They
Won’t Forget
is a film with a story that unfortunately is still relevant today. Fortunately
though, society is not as primitive as it was back in the 1930s, I say “not as primitive”
because let’s face it with certain things we still are. We are supposed to be
more understanding and willing to see the truth and sometimes more than not we
do not want to see the truth we are blind to it. We get one idea in our head
and it is hard to get it out.
Robert
Hale is a teacher for a secretarial school for girls in a small southern town.
Robert is from the north and not too many people trust him.
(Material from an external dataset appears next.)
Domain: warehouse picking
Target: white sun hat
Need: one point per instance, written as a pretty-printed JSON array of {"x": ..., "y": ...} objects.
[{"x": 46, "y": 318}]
The head of the
school comes in to let his class go because it is memorial day for the Confederate
dead. The students laugh at him after he gets reamed out by the head of the
school. One of the students Mary Clay (Lana Turner) gets upset at her
classmates for laughing at him because she likes him.
After
they are let out Mary and her friend go to a drug store and get milkshakes.
Mary realizes she forgot her vanity case in the class room and goes back to get
it. She passes a professor outside the building and the janitor hears her walk
up the stairs. That night Mary’s date cannot find her so he goes to the school
where her friend said she had gone.
At
the school the janitor comes out along with Robert when he left for the day. The
janitor goes back into the building. Robert goes home and tells his wife he
went to the barber when she mentions he smells like perfume. He also tells her
that he stayed at the school to grade papers. Robert wants to go back home up
north he feels there is a barrier between them and the people of the town. He
wife convinces him to stay. When she goes to kiss him she sees a spot on his collar.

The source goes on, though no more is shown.